Acercándonos a la Historia de la Ciencia

    La sección dedicada a artículos de historia de la ciencia de la Cátedra de Cultura Científica cuenta con numerosas entradas que nos ofrecen una visión divulgativa de la ciencia. Podemos encontrarnos con artículos que relacionan hechos historícos concretos con problemas ciéntificos, pasajes reinterpretados desde un punto de vista científico o avances de la ciencia explicados en su contexto histórico y social. Dicho de otro modo, me atrevería a decir que cada artículo es una forma de conocer tanto la historia de la ciencia como la ciencia de la historia.


    Una de las entradas que sirve de ejemplo es la que nos explica el papel que ha tenido la malaria en diversas guerras (Angulo, 2020). El artículo comienza con varias citas históricas, rompiendo de entrada con los esquemas clásicos de los artículos científicos y nos ofrece una narrativa más que interesante sobre el papel que han jugado los mosquitos o las párasitos en los acontencimientos bélicos que han marcado la historia humana. Esta forma de contar la ciencia (o la histora, depende del punto de vista) abre un abánico de posibilidades para comprender que ni la ciencia es algo estático y ajeno al contexto social, ni parte de la historia es algo que se pueda comprender sin unos mínimos conocimientos cientifícos.
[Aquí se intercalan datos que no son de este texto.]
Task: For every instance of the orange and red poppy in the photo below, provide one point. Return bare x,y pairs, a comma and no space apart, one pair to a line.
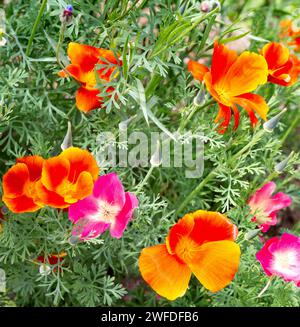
84,59
230,80
201,243
19,185
67,178
284,67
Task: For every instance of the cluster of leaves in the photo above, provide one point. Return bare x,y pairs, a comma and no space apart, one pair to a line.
154,90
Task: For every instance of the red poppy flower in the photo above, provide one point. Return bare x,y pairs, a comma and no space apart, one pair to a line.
67,178
284,68
201,243
19,185
84,58
230,80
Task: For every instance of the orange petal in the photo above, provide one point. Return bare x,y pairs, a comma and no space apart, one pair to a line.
216,264
255,102
87,99
246,73
15,180
276,55
21,204
182,228
55,172
166,275
198,70
212,226
85,56
50,198
80,160
83,188
34,164
222,60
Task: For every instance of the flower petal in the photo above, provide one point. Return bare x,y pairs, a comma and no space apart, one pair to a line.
79,161
55,172
276,55
15,180
21,204
123,218
246,73
87,99
216,264
110,189
253,102
198,70
85,56
222,60
167,276
34,164
212,226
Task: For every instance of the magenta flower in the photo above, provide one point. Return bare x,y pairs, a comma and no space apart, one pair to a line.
265,206
108,207
281,257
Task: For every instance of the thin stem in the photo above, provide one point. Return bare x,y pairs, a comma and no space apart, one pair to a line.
266,287
144,181
35,26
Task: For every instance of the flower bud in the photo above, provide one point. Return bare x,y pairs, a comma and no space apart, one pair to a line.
44,270
67,15
251,234
279,168
156,158
67,142
271,124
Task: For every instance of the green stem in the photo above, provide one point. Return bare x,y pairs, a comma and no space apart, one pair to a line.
35,26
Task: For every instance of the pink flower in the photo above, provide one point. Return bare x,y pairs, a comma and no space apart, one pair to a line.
281,257
108,207
265,207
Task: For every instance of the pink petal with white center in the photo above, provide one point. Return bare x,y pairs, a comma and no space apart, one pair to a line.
109,188
281,257
123,218
83,208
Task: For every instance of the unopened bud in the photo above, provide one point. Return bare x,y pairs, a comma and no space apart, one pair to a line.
199,98
279,168
44,270
156,158
271,124
67,15
251,234
67,142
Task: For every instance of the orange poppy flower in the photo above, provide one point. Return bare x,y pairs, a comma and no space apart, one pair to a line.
201,243
283,67
19,185
84,58
290,31
230,80
67,178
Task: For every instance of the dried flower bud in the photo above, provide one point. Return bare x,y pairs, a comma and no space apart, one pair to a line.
279,168
271,124
67,142
67,15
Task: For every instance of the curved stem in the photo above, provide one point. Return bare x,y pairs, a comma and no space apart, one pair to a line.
35,26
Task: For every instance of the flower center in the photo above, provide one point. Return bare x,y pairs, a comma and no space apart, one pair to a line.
186,248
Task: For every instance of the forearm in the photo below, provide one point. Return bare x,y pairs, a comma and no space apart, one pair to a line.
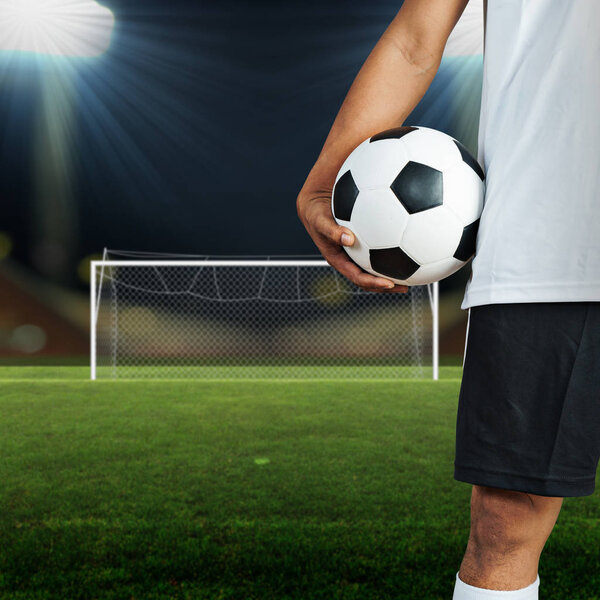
389,85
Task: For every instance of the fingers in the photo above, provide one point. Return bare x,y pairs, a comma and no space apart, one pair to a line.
339,260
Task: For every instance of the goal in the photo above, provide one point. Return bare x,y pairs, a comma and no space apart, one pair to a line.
180,316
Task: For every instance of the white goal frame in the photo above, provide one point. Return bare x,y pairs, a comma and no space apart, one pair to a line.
100,265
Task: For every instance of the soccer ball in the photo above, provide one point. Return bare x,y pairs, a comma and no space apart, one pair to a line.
412,196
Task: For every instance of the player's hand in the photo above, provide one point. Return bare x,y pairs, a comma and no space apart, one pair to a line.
315,213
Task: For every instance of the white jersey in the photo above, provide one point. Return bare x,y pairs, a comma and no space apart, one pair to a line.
539,144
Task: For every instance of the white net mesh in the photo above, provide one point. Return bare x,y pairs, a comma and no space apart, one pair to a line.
203,319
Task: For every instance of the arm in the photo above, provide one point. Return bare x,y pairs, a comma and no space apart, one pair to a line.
389,85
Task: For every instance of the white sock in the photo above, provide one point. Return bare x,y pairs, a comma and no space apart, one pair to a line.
464,591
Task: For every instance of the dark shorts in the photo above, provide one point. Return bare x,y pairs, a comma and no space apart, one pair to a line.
529,405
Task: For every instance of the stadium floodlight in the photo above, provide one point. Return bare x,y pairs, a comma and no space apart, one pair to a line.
169,316
58,27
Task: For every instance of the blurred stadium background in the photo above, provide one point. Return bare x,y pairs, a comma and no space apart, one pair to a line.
192,134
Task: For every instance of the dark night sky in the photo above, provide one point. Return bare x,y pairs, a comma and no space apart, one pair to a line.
195,132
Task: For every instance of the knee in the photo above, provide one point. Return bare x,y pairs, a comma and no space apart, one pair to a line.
503,521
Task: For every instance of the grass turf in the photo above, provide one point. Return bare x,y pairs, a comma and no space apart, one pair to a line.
245,490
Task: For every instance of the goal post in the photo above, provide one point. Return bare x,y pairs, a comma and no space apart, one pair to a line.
179,316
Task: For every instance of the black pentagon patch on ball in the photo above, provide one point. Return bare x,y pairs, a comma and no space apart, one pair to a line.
345,193
419,187
393,262
466,246
392,134
470,160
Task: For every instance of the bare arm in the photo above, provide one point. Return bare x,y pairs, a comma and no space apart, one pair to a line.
391,82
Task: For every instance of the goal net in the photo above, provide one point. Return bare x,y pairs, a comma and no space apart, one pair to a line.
172,316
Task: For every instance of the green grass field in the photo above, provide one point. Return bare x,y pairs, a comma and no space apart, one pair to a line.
245,490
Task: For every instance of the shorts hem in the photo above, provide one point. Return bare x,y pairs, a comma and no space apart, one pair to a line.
523,483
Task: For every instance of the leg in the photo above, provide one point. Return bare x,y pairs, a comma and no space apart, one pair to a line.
508,532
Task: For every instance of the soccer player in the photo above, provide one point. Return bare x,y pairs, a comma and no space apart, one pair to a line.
528,421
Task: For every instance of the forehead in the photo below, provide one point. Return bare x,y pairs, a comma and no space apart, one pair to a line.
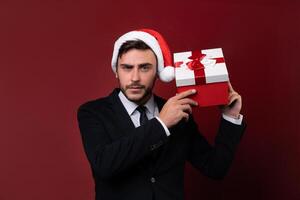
138,56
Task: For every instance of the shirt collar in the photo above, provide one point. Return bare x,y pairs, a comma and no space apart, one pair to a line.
131,106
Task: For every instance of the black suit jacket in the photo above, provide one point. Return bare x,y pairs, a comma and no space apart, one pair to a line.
143,163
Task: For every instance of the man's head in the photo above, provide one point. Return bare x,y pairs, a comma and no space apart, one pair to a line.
136,70
157,44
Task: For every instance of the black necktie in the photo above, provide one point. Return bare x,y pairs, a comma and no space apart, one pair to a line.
143,116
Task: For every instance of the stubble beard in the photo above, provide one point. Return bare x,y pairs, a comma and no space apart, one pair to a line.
143,99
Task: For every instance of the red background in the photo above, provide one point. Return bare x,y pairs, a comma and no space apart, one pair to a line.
56,55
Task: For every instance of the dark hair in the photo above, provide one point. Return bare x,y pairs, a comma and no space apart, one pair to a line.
132,44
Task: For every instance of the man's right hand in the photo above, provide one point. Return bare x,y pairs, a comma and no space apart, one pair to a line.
177,108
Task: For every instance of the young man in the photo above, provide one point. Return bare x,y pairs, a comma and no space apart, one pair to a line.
137,143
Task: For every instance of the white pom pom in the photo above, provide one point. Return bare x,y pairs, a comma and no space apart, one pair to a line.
167,74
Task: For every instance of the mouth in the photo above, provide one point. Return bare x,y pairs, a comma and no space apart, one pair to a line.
135,88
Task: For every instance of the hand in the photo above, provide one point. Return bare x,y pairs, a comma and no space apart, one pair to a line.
177,108
234,106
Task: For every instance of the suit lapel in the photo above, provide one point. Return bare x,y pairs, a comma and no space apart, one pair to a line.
122,118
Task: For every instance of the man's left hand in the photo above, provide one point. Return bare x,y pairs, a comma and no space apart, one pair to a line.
234,106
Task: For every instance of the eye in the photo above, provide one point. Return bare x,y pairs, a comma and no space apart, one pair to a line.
127,67
145,68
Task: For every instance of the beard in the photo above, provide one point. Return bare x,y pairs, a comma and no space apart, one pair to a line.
139,97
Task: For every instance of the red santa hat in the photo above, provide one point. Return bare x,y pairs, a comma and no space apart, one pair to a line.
158,45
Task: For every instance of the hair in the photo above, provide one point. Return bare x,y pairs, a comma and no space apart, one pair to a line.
133,44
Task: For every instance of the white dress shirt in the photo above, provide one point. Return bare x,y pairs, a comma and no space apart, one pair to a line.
152,111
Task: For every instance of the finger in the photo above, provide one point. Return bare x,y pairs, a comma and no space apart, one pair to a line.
185,94
188,101
234,98
187,108
230,88
185,116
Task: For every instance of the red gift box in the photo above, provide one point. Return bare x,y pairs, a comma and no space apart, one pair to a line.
204,71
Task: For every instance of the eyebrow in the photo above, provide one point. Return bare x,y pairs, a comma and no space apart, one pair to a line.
140,65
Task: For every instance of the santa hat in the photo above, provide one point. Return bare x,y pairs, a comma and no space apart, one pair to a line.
158,45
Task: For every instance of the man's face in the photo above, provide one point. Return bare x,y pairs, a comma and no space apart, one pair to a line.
136,72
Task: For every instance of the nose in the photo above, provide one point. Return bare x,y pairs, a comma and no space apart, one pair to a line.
135,76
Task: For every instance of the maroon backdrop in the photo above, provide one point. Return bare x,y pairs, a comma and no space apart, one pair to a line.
56,55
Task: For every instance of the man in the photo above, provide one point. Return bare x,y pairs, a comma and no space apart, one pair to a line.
137,143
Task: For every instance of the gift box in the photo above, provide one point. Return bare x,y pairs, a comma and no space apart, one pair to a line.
204,71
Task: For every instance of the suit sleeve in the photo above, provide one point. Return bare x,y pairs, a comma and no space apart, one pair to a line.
109,158
214,161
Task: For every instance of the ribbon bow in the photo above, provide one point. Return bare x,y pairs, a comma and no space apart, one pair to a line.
196,58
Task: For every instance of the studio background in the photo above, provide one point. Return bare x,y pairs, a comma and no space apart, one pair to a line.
55,55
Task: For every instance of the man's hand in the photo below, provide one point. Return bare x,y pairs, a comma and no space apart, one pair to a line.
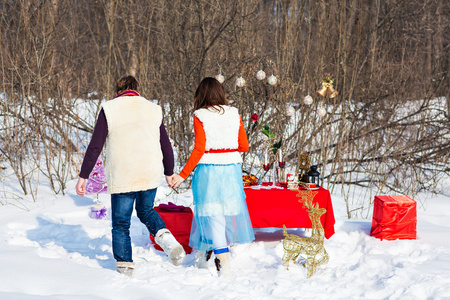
81,186
169,180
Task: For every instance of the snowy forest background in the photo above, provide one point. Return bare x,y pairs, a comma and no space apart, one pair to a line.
388,129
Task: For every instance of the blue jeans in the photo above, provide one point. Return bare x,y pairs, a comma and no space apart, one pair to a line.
121,210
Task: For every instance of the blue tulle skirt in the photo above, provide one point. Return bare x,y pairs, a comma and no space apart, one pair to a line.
220,215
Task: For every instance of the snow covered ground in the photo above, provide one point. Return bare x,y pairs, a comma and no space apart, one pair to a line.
53,250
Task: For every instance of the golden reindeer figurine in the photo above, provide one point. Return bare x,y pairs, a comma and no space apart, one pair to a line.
311,249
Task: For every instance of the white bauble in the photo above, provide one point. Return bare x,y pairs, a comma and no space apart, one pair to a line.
240,82
321,111
260,75
290,111
308,100
272,80
220,78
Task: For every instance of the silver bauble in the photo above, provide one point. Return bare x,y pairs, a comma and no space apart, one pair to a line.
321,112
240,82
308,100
260,75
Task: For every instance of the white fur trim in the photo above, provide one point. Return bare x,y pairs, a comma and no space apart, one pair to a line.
221,132
133,150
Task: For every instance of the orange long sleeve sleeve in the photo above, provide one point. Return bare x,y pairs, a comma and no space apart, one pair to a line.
199,146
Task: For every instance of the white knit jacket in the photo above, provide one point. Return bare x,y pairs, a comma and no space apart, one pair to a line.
221,132
133,149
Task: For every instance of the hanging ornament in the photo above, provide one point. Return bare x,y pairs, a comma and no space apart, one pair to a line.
308,100
290,111
220,78
240,82
327,87
260,75
321,111
272,80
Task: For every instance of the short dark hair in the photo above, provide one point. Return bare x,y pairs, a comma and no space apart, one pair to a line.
126,83
209,93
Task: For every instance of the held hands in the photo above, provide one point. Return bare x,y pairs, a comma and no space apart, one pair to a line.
174,181
81,187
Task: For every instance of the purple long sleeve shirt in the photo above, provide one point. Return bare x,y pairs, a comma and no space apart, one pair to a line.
99,138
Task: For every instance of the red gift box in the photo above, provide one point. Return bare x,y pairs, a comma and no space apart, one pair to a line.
394,217
179,222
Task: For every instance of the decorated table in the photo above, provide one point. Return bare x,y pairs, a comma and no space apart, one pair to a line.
273,207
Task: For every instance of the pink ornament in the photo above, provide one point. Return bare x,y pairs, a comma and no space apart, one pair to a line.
96,182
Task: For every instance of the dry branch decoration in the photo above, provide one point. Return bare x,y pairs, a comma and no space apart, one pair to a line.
311,249
327,87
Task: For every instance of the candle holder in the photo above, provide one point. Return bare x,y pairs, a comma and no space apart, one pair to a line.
267,167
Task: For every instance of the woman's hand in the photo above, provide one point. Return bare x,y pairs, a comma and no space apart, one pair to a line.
176,181
81,187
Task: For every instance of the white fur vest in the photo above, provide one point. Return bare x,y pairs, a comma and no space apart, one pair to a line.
221,132
133,149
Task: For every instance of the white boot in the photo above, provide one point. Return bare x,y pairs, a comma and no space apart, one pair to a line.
202,259
170,245
222,261
125,267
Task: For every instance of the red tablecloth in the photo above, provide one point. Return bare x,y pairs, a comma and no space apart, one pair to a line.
179,223
275,207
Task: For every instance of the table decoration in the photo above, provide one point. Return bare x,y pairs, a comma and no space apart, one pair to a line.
310,249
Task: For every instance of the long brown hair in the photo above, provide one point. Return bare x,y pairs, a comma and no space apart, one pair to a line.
209,94
126,83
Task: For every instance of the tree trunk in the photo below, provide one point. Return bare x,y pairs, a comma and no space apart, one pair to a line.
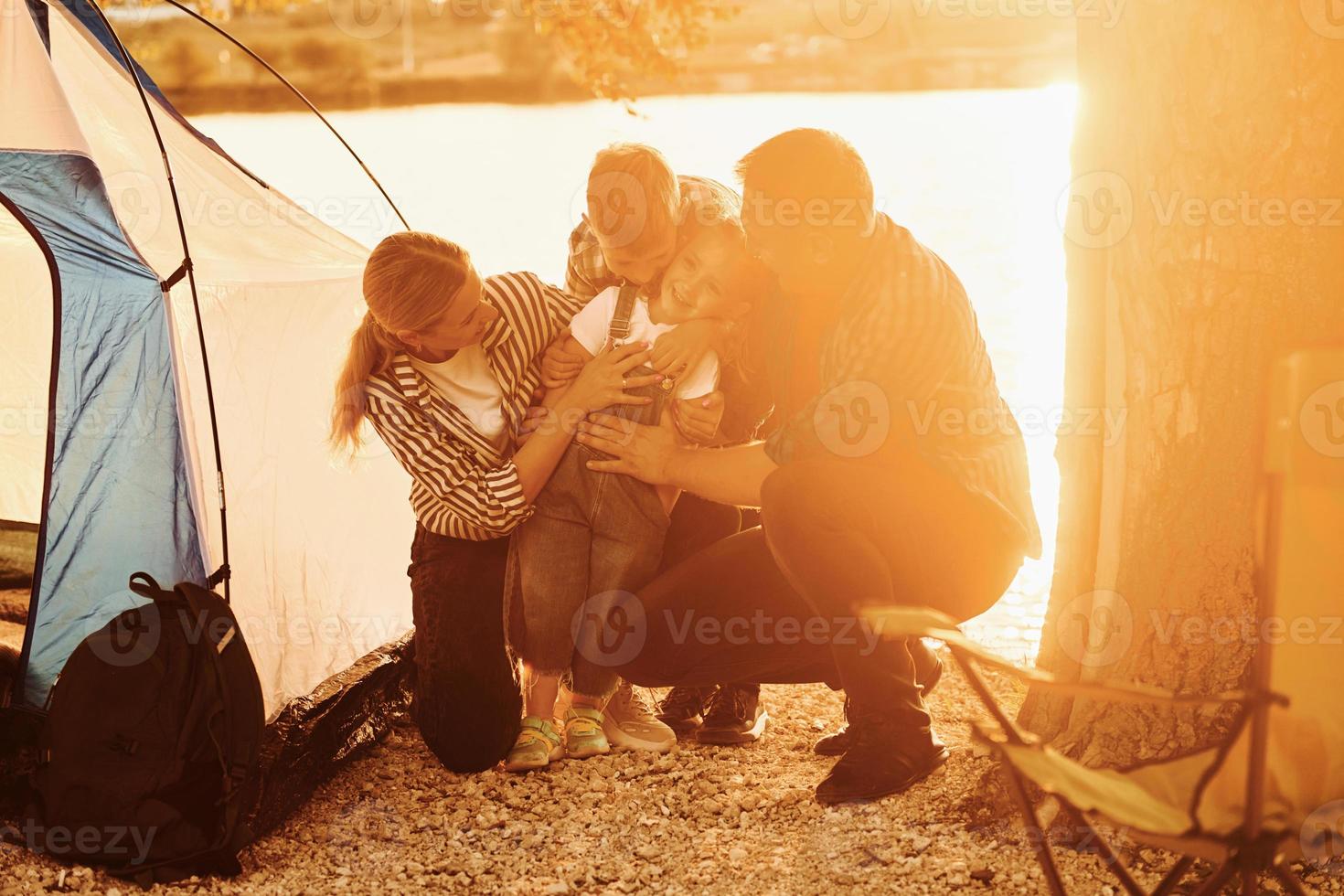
1206,238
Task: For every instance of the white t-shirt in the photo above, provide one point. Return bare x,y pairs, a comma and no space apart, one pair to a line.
466,382
592,324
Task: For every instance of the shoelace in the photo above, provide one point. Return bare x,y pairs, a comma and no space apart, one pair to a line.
634,703
683,700
529,736
737,699
582,726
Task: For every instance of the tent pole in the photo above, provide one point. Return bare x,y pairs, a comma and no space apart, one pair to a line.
297,93
223,572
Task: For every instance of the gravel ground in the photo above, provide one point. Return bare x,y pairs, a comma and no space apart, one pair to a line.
700,818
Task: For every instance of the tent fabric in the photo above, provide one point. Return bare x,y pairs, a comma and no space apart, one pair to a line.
119,478
317,547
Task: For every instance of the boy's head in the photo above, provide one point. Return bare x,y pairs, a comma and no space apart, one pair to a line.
634,206
711,275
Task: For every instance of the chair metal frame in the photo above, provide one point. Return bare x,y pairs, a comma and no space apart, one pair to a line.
1253,852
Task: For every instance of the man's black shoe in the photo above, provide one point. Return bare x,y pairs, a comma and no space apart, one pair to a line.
683,709
884,759
928,673
735,716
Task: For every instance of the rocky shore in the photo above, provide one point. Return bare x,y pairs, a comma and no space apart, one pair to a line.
700,818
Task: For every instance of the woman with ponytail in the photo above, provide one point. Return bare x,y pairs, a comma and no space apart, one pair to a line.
445,366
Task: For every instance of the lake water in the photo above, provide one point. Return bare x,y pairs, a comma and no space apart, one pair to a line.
975,175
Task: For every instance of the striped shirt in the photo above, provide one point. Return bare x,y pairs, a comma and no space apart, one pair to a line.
902,360
463,484
588,274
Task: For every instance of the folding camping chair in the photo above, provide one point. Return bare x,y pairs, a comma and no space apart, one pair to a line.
1275,787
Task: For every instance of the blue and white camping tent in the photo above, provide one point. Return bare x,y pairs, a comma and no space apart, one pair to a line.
106,429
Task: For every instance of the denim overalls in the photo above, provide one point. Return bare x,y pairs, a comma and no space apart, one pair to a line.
593,539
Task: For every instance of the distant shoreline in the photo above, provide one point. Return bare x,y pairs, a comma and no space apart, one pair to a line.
277,98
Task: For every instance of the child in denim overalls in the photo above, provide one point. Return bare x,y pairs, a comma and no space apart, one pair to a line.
598,536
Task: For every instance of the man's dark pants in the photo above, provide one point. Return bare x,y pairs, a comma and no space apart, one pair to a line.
781,602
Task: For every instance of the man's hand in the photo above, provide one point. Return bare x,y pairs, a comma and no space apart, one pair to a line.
698,418
531,422
562,361
643,452
679,351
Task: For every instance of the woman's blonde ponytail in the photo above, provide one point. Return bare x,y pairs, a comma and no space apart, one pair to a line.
409,280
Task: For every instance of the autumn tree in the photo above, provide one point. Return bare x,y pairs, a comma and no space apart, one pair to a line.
1206,238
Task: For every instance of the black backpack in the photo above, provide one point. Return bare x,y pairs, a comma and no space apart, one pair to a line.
146,762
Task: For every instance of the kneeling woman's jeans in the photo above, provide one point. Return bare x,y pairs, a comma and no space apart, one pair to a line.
468,703
594,539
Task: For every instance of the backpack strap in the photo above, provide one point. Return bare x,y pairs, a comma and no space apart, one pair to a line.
620,328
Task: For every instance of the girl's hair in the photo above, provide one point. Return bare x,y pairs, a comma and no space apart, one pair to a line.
409,278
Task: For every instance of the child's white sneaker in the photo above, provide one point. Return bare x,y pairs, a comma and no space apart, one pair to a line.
632,724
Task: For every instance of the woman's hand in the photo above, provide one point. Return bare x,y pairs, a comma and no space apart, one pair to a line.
682,349
603,382
643,452
698,418
560,363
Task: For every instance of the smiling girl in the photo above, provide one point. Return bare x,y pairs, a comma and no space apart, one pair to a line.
443,366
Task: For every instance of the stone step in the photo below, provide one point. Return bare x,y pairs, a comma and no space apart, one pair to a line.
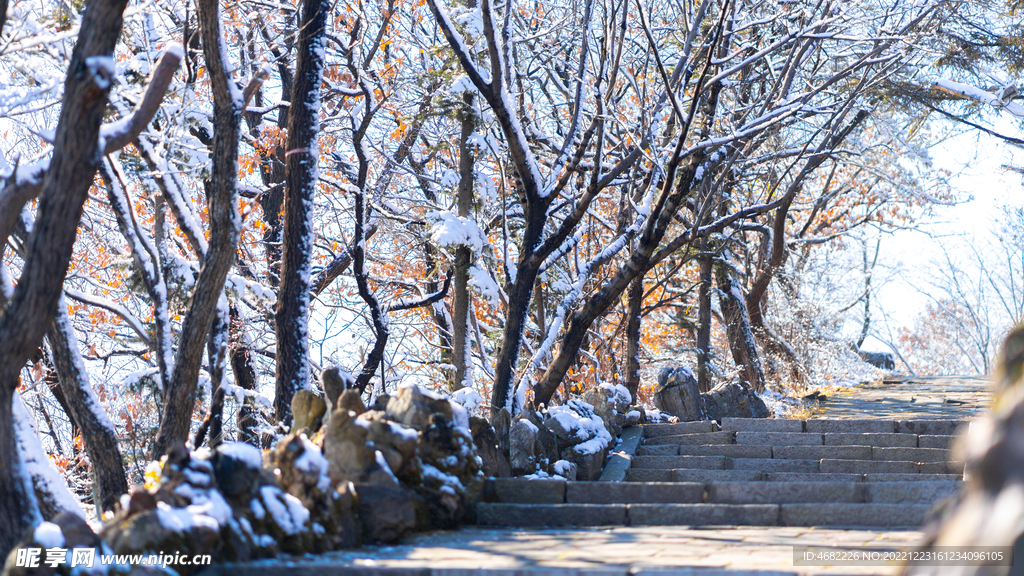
634,492
715,476
861,515
850,426
778,438
824,465
731,450
654,475
915,454
931,427
763,424
829,492
876,516
653,430
754,492
935,441
888,440
692,439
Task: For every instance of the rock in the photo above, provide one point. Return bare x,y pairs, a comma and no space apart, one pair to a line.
413,407
350,401
335,381
677,394
452,472
502,422
588,463
386,512
351,455
565,469
523,445
610,403
883,360
495,464
380,403
307,411
635,416
395,443
236,467
733,400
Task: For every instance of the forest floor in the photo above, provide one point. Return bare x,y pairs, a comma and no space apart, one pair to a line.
909,397
663,549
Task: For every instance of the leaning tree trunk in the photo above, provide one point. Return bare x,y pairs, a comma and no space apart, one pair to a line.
65,190
300,191
463,255
224,231
744,350
704,322
634,309
98,435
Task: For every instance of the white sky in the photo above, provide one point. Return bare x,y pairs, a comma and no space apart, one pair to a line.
977,162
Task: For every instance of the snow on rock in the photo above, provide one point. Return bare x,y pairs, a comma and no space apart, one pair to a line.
243,452
49,535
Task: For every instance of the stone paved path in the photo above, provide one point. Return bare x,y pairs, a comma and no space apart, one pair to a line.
940,397
675,549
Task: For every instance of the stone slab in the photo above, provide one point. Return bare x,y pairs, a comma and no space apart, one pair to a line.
731,450
888,440
550,515
930,427
914,454
622,459
867,466
853,515
813,477
630,492
851,426
692,439
773,465
701,462
648,475
909,492
778,439
658,450
911,477
935,441
818,452
522,491
763,424
654,430
716,476
704,515
940,467
782,493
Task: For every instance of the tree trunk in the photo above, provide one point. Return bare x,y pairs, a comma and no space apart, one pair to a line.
744,350
212,428
704,322
635,306
66,188
179,400
300,191
463,255
98,435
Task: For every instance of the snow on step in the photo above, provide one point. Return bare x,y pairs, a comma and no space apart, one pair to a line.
887,440
889,516
693,439
653,430
851,426
778,438
762,424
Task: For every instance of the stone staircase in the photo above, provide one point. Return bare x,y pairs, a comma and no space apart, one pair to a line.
878,474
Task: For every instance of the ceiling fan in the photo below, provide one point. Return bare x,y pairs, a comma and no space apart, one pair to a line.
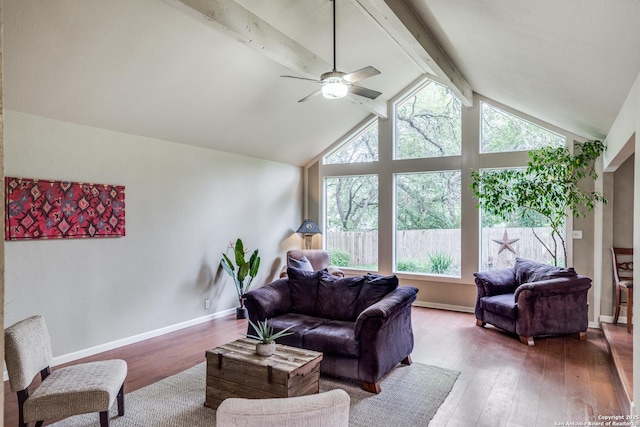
336,84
El autor, además, consigue que lo contado sea divertido a la vez que riguroso y útil para comprender tanto la enfermedad como los conflictos humanos.


    Esto último es un rasgo que comparten casi todos los reportajes que se recogen en la sección que estamos analizando. Es decir, parece que el objetivo de cada artículo es divulgar la historia de la ciencia pero, más allá de ello, la forma en la que trata la divulgación ofrece una connotación especial al propio concepto de la ciencia: la contextualización histórica, presentar a los científicos como personas en dicho contexto, relacionar los hallazgos a cambios culturales y sociales de la época... todos ellos muestran que la ciencia es una actividad humana y social, adaptada al lugar espaciotemporal en la que sucede. Gracias a ese modo de tratarla, se entiende mejor por qué no se debe acotar la ciencia a un descubrimiento concreto y ahistórico. Y es más, resulta sorprendente la cantidad de ámbitos con los que se hilvanan los conocimientos ciéntificos, llegando a disciplinas artísticas como la música o la pintura.


    Por lo tanto, la introducción a la historia de la ciencia no podía ser más práctica que ésta: ver cómo se unen las ciencias a los acontecimientos históricos y, a su vez, comprobar cúan importante ha sido (y es) la ciencia para el curso de la historia, cualquiera que haya sido el hecho narrado. Además, éste modo de análisis hace que la ciencia salga de los esquemas clásicos y se presente ante el público general como una disciplina dinámica, criticable, contextualizada e interesante, sin perder la rigurosidad y la solidez que la mayoría de la gente le otorga.